Me leading off on the second pitch
The second pitch followed no distinct features as I traversed directly across the slab, delicately moving between opposing side pulls and thin gear until I reached the main crack line of Wen running the height of the cliff. Without realising I had gained some height and had set up a belay slightly higher up. This wasn't a problem until Piers was about to set off onto the third pitch.
Piers happy to be across the bold start of Pitch 3
Piers cruising the rest of the third pitch
The third pitch followed a diagonal flake up the wall, but from our position the flake was about 4 metres away, meaning Piers had to make a higher traverse line to get back on route. It was a bold few moves, following small holds and poor feet, a sterling effort by Piers, who then cruised the rest of the pitch.
One more pitch to go. The long traverse around the curving wall above the arch in the zawn. The holds were positive and gear good as I made progress across the wall. I was concentrating really hard at getting the rope work spot on making sure Piers was protected when he followed the pitch. The climbing was never desperate and the exposure was ace, I managed a few glances down when moving my feet only to be distracted by sea kayakers paddling through the arch directly beneath me. I reached the end of the traverse followed by a short groove to complete the pitch and the Dream.

Me heading off on the traverse of the last pitch

Piers in a sea of rock on the fourth pitch
I was so pleased to have climbed the route after trying to fit it in last year with no luck. This time everything had come together. The climbing is really good, but it is the positions and situation that make it what it is.
After a quick break and a top up of sun cream we retrieved our abseil rope and relocated to the promontory on the front of the zawn, abseiling in Britomartis, another three star HVS, but a route of completely different character.

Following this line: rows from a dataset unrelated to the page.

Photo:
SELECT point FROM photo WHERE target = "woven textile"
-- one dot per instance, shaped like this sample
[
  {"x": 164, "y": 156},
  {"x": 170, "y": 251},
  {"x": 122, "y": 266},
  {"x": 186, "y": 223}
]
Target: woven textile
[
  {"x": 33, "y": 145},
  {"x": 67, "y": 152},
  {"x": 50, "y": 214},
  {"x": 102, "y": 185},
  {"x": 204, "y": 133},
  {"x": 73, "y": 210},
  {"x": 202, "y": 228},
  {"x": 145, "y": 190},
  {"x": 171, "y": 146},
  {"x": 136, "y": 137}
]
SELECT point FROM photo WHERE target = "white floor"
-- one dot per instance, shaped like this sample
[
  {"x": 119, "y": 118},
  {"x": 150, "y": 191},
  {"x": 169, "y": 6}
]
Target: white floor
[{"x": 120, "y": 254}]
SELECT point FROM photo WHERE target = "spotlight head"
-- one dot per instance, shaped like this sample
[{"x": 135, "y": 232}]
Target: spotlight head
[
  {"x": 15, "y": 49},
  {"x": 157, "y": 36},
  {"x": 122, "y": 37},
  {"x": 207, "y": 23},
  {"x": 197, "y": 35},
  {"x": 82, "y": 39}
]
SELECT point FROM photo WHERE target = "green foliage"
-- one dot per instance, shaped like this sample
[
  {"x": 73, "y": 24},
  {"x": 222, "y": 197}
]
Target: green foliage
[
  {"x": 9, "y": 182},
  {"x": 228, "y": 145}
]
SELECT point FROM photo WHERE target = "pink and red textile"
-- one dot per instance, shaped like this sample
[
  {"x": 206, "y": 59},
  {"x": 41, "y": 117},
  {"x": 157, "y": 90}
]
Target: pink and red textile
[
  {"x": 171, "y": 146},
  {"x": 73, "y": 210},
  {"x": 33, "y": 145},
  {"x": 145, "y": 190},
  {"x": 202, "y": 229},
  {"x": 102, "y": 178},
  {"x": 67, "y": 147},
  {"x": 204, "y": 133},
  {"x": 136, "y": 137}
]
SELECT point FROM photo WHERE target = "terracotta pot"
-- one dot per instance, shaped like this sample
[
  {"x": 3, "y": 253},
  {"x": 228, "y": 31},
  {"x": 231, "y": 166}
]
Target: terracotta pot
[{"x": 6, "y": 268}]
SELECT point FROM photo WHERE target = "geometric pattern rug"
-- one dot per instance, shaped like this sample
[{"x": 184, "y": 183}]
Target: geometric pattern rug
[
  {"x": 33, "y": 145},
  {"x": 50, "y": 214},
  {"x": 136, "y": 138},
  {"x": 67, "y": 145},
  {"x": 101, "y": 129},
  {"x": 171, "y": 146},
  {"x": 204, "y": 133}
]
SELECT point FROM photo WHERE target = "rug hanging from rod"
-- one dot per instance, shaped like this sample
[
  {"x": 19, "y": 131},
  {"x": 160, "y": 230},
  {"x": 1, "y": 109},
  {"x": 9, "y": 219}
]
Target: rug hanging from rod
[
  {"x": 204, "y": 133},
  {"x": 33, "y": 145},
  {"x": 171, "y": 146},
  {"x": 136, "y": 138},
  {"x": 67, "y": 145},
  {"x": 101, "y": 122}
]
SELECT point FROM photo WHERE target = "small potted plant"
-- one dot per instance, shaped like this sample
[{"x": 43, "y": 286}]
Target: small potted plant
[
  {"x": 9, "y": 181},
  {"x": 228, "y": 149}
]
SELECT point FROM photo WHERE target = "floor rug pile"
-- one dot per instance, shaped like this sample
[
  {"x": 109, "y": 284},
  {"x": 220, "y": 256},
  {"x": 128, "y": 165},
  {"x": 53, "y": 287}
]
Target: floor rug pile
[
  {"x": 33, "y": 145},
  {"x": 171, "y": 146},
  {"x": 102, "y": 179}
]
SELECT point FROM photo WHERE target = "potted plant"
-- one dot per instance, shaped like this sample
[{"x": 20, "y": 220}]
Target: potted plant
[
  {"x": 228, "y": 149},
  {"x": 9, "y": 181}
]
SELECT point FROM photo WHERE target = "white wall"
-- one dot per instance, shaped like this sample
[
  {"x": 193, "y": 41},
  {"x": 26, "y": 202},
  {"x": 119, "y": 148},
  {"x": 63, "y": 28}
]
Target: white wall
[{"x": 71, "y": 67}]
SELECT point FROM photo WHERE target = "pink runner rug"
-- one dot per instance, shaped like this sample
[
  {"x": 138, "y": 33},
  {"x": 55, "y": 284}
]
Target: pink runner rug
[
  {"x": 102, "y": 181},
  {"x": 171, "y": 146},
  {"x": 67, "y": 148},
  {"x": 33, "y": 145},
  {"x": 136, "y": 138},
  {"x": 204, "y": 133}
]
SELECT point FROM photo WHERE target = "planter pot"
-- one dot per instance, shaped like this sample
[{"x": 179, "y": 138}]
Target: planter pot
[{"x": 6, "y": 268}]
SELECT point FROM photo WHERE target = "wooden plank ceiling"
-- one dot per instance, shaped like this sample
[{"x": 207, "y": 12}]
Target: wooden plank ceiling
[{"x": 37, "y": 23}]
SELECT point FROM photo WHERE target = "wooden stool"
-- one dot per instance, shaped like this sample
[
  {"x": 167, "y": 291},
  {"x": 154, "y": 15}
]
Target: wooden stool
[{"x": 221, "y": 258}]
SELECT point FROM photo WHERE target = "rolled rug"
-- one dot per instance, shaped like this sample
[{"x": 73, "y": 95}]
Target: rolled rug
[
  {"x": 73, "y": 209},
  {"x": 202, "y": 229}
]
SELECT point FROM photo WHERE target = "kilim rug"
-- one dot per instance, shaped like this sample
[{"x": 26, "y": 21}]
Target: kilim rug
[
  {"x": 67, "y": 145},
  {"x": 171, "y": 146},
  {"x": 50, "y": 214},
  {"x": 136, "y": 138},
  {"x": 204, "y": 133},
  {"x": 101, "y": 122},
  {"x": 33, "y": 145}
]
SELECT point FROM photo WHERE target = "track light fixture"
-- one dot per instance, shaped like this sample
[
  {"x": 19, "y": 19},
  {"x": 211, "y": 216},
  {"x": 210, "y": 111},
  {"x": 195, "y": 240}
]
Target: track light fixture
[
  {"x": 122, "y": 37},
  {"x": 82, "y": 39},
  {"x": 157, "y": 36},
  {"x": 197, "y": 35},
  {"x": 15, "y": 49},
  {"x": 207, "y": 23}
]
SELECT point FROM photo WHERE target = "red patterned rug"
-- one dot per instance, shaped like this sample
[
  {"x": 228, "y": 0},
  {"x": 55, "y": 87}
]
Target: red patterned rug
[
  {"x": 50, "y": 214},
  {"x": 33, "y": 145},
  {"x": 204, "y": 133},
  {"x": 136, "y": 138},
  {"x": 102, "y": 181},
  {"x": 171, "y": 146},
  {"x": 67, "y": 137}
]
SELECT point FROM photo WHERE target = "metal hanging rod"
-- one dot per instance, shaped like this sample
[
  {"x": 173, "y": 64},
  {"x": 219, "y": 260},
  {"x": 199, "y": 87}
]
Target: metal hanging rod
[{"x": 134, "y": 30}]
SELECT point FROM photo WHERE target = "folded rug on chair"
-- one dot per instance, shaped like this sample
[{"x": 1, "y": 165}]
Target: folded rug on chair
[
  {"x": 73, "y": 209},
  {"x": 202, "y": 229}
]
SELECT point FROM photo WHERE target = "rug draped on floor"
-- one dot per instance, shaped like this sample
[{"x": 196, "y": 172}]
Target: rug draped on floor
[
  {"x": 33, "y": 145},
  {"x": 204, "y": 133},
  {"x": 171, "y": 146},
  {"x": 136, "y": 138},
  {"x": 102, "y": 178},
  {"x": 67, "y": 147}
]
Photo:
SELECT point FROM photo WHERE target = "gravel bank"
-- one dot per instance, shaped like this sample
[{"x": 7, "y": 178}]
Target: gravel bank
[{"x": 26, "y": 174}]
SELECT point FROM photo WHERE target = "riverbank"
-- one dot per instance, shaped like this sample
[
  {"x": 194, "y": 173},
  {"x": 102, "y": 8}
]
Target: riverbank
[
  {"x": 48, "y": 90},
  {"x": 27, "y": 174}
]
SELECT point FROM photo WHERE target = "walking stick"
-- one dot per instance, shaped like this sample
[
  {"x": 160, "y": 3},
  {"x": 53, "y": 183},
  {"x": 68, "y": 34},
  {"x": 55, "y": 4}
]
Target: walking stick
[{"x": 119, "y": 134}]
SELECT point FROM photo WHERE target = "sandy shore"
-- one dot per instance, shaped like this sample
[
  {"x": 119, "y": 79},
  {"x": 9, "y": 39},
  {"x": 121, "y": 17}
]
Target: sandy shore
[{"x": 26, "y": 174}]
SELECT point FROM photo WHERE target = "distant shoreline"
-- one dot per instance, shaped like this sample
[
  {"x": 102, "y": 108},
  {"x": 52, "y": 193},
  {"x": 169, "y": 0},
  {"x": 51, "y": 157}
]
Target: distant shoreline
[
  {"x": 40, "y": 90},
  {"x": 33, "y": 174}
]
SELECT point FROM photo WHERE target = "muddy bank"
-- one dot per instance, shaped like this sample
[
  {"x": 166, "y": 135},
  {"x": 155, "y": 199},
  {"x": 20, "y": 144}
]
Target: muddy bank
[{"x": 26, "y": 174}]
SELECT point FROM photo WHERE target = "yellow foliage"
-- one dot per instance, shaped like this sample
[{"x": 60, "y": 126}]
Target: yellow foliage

Piers seconding the first pitch of Britomartis with kayakers looking on
The tide was low as I climbed down from the belay ledge and traversed around the corner to gain access to the steep front face. An initial crack led to a groove surrounded by good holds up the face. The bottom felt desperate and the route felt a very different proposition to 'Dream' as the rock felt very soapy, I was forever chalking up my hands. The higher I got the less desperate the climbing which was good news for my arms as I reached a small stance above. Piers had an audience of sea kayakers who watched, took photos and were probably wondering what we were up to. I was glad to hear Piers was pumped as well once we squeezed onto our hanging belay. Another traverse and a small groove lead to the top and the end of another top route.

Squashed on the belay ledge of Britomartis
What a day, the heat was definitely getting to me now as we headed back to the van. Ice creams in Holyhead and back to the mountains.